Pero aún había tiempo, y el cambio de avión todavía
no sufría alteración alguna con el retraso.
Fue entonces, cuando sentada en el suelo del aeropuerto, conversando con
otra amiga, se acerca un señor.
La gente suele acercarse cuando te ve uniformada, con pinta de cabra chica
y deportiva.
Y así empezó la conversación (en inglés)
- Hola, ¿de qué colegio son?
Fui la primera en reír y explicar que ya bordeaba los 30 años,
y que sin buzo, la cosa cambiaba bastante.
Él iba camino a casa después de una larga convención
de trabajo. Su estilo, para tener 45 años, era de lo más
jovial, y eso se notaba, sobretodo al acercarse a conversar con nosotras.
Comentamos, por casi una hora, sobre todos los temas posibles. Música,
deportes, trabajo, universidad, vida, países, etc.
Terminó mostrándonos su PC Pocket con MP3 grabados, bajados
por él, de diferentes grupos, hasta de Incubus, lo cual volvió
loquitas a varias de mis compañeras menores que yo.
Hasta el minuto, no pregunté su nombre. Hablábamos entre
todos de tantos temas, que olvidamos lo importante.

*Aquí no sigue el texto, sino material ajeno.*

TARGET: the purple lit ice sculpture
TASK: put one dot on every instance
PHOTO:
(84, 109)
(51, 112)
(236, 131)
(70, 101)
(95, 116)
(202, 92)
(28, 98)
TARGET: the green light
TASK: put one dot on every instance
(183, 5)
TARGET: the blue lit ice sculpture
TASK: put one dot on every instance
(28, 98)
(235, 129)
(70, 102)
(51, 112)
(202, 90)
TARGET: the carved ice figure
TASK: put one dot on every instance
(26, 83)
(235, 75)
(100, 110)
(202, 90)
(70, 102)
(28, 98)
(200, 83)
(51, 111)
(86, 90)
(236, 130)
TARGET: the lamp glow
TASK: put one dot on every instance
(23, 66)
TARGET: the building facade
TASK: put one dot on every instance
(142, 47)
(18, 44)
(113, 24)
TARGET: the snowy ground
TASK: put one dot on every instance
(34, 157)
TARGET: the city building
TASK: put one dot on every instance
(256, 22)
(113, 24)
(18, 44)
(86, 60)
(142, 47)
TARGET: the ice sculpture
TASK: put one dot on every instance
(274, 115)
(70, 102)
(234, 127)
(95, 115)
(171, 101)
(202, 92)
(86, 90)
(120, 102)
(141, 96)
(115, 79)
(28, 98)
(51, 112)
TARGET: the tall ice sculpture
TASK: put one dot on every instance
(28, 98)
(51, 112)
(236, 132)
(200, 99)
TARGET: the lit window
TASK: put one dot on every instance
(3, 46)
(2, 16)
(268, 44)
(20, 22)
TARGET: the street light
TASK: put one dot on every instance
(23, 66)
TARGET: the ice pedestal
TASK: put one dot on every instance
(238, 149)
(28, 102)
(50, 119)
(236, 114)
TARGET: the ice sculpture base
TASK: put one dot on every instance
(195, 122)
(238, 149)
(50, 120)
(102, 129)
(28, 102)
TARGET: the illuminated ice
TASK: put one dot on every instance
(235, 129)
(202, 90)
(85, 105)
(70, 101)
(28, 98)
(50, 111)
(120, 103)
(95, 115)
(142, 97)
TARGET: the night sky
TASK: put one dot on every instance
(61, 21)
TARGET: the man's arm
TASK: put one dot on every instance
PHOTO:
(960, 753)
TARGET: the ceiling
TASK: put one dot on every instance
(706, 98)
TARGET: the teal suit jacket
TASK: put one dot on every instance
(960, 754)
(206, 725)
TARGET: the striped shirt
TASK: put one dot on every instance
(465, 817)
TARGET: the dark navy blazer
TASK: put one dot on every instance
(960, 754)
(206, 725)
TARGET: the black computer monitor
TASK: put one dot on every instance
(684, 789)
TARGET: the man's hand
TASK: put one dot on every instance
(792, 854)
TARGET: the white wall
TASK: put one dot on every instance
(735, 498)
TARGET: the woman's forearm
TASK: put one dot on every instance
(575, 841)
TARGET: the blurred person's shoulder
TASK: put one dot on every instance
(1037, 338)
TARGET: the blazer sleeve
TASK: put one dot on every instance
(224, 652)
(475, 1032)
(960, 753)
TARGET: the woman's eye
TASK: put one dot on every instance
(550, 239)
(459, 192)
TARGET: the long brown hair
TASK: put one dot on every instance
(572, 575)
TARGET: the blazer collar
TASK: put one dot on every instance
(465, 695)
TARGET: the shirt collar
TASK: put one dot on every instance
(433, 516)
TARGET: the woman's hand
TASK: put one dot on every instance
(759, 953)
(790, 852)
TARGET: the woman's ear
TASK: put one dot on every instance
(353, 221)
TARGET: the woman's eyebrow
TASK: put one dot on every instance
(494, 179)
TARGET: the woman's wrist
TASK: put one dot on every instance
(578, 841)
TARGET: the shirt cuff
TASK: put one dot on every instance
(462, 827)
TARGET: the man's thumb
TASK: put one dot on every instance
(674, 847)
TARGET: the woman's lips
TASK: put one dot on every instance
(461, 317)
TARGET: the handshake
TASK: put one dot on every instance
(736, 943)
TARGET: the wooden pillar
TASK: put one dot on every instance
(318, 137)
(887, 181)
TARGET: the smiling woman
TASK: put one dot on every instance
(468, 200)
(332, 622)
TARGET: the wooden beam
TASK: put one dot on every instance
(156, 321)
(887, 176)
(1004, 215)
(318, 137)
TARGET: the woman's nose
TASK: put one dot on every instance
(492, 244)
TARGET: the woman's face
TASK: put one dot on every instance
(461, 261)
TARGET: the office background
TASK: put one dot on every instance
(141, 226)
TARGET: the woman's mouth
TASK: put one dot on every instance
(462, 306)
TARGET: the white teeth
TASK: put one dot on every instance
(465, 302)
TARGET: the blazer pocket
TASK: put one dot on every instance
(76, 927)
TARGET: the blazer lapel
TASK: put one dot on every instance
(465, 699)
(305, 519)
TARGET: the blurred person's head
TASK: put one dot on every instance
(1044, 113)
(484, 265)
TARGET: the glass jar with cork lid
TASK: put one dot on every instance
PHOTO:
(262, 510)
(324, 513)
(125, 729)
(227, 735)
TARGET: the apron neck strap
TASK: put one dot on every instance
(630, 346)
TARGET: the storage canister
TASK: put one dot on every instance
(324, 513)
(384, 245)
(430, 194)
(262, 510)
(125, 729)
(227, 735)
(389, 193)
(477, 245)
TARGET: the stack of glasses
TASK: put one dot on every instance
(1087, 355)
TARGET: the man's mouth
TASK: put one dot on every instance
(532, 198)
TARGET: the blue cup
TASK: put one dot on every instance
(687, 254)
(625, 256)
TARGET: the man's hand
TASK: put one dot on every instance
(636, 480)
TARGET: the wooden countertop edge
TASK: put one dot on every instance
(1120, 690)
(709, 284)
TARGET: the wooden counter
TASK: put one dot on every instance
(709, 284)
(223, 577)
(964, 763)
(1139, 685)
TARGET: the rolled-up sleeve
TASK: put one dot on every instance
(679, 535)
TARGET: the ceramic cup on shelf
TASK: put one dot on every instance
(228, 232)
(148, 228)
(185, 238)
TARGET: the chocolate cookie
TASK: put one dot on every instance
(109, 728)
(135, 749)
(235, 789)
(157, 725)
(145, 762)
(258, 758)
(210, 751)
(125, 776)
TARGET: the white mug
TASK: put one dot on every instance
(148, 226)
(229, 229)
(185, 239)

Yo ya empezaba a preocuparme por la conexión de Atlanta, el rato
pasaba y perderíamos el avión, yo debía llegar.
En esos minutos, lo llaman a él. Se aleja, sin despedirse, dejando
su maleta a mi lado.
Habla con la señorita de la puerta 08, y me llama de nuevo a mí.
- Amanda
-me dice- si no tomas el vuelo ahora, no podrás llegar a tu conexión
en Atlanta. Yo no tengo apuro y puedo tomar tu lugar (él viajaba
en otro avión, pero la misma ruta).
Me sorprendí mucho, estaba haciendo algo increíble.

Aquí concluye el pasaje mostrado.